In a sign that the mobile industry continues to pick up pace, the 10th Mobile World Congress (MWC), described as ‘the world’s biggest and most influential mobile event’, broke attendance records with over 93,000 participants from 200 countries.
As a company looking for continuous innovation, fresh thinking, and pursuing possibilities, Indue’s CEO Manuel Garcia and COO Derek Weatherley attended the Barcelona event this month and Manuel offers his four key take-outs.
The mobile ‘industry’ now spans practically every other industry across all countries, evident in the 200 countries represented at MWC, and over 40 conference speakers from the entertainment, advertising, banking, health, and education industries.
Forty-three percent of the world is connected to the internet, with the digital economy predicted to the bigger than the US economy.
There are already seven billion SIM cards in the world and about 3.7 billion unique subscribers. By 2020 there will be 10 billion mobile devices connected and 3.8 billion mobile internet users. The smartphone will be at the centre of our lives, controlling all other technology and devices.
As a typical consumer has 26 online user names and 5 different passwords, the mobile phone and the SIM card stand out as a means to manage and protect a person’s digital identity.
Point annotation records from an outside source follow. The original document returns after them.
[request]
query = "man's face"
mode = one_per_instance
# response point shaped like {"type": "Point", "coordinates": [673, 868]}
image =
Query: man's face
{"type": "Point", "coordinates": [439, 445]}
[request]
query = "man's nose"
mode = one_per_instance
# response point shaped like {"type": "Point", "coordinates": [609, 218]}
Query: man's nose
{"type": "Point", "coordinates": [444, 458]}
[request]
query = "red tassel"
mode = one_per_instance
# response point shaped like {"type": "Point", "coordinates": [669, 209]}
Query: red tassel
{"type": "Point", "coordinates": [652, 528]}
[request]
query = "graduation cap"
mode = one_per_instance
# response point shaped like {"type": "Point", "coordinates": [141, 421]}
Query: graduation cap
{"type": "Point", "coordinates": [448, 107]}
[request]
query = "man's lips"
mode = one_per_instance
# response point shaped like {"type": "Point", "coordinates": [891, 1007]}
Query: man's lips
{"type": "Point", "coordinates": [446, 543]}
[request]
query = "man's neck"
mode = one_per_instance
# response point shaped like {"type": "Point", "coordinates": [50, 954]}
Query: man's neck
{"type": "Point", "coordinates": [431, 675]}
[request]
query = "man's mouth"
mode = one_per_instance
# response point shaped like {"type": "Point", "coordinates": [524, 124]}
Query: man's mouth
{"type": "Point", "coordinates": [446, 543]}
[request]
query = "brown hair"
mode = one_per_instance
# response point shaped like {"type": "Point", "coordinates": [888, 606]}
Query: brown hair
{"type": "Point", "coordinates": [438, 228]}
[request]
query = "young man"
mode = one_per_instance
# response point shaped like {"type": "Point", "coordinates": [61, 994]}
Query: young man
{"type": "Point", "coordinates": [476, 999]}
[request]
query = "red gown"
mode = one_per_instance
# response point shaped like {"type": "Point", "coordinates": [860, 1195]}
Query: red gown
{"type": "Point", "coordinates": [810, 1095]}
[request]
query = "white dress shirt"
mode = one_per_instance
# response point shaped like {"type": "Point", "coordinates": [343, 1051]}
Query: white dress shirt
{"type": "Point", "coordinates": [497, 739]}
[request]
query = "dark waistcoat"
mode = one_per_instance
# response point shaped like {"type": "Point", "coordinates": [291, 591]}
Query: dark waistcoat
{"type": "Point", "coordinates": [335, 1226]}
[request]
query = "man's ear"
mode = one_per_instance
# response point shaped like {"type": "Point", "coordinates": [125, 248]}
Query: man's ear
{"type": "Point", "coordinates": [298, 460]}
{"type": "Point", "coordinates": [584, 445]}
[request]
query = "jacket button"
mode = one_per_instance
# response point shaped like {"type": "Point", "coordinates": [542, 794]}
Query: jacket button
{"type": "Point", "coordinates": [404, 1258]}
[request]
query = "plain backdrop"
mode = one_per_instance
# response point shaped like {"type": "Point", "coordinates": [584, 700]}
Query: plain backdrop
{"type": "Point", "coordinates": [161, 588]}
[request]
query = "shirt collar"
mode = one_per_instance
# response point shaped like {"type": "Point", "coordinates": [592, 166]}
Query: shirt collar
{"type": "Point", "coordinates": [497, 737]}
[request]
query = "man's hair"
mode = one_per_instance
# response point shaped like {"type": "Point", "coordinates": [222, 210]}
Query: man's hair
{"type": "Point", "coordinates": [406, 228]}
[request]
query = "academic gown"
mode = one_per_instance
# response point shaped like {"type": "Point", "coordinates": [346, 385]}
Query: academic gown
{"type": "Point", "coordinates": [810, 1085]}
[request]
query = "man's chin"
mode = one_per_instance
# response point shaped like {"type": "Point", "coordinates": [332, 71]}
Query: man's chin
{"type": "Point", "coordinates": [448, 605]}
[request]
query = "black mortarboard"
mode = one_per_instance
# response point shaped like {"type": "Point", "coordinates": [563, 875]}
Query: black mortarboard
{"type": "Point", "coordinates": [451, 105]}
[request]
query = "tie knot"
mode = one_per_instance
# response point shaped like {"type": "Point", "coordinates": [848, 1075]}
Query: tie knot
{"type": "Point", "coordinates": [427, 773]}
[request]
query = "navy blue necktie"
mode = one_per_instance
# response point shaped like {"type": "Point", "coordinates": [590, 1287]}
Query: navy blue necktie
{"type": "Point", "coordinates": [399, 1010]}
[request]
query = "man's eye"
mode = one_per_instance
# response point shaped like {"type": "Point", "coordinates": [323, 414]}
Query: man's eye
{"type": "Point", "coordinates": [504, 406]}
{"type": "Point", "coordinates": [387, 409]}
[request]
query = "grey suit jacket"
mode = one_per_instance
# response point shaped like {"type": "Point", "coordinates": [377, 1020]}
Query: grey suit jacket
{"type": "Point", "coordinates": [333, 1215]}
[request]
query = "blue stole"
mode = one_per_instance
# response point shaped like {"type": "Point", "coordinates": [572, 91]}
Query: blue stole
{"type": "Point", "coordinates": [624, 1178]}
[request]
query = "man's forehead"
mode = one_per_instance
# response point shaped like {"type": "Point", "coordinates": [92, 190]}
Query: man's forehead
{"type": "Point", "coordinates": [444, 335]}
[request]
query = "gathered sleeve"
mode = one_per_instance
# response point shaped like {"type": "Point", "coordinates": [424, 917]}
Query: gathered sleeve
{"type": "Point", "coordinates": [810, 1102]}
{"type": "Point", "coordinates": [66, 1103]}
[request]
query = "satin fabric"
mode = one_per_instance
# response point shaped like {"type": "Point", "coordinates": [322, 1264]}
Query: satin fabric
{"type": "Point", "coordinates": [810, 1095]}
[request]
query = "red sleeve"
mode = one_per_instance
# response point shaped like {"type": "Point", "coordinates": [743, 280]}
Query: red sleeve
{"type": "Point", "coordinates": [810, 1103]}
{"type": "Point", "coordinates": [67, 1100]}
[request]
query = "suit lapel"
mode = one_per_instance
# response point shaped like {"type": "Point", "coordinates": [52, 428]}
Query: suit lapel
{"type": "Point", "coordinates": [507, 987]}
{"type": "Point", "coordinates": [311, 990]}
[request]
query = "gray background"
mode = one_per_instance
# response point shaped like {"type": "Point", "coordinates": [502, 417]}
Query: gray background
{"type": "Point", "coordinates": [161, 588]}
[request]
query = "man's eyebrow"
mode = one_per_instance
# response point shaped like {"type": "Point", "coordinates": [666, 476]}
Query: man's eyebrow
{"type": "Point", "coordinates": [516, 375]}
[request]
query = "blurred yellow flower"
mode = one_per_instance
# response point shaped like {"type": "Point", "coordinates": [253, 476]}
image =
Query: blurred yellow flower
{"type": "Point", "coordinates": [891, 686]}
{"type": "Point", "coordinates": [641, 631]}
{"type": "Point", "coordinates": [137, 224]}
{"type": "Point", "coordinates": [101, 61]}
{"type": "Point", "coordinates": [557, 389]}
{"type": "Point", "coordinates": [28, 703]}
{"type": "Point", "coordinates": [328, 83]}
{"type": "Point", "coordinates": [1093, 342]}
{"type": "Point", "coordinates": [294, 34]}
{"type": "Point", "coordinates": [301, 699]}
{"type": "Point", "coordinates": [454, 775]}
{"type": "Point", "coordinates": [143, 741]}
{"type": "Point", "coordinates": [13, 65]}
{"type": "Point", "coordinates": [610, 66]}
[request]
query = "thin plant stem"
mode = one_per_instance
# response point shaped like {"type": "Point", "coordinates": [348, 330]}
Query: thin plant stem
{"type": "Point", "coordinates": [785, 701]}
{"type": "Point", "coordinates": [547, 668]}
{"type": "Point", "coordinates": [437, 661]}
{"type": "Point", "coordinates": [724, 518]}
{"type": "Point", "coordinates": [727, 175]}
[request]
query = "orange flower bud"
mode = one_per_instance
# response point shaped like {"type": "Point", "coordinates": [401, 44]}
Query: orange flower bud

The new economy is increasingly facilitated by information and mobile devices are now central to this data collection. Their ability to connect with the internet, along with the expected standardised development of 5G in 2016, makes them a key tool to industrialise the internet. 5G, expected to be available in 2020, will operate at possibly 1 terabyte per second, improve the quality of the customer experience, create a step-change in terms of energy consumption and costs, and provide more flexibility. 5G will also help us overcome issues such as connections, latency and speed, with the ability to enable 100 billion connections. There will be nothing in our lifestyle we won’t be able to connect to via an internet connection.
The next industries to benefit from the evolution in digital data will be mobile payments – making payments, receipting, speed and security – and health care.
Other innovations discussed at MWC included ‘ePaper’ (foldable technology) and self-charging phones that charge from voice vibrations or screen tapping.
Customers, technology and business models are being influenced by changing trends and one driver is the principle of sharing. Connectivity is enabling businesses to better meet the needs of the consumers and the better this connectivity works, the more efficient and productive a business can be.
Mobile carriers and ‘over-the-top’ players need to work better with each other in order to give consumers a better experience and this will see business models merging into one. For example, Facebook not only serves as a means of sharing images and socialising between users, it is also a communication network. The question is whether it should be subject to the same regulation as communication networks.
Developing nations lead the world in the adoption of mobile money and there are 100 million active users of mobile money, with 16 countries now having more mobile money users than they have bank accounts. Technology companies are increasingly obtaining Visa and MasterCard licences, so the integration of banking and technology will only become more prevalent.
Innovation at present is particularly focused on the development of digital money such as Bitcoin. It is also focused on the device itself, which are now capable of doing more than was ever intended, such as wearable technology or connecting to suitcases, where the phone will track your suitcase, tell you where it is and how much it weighs.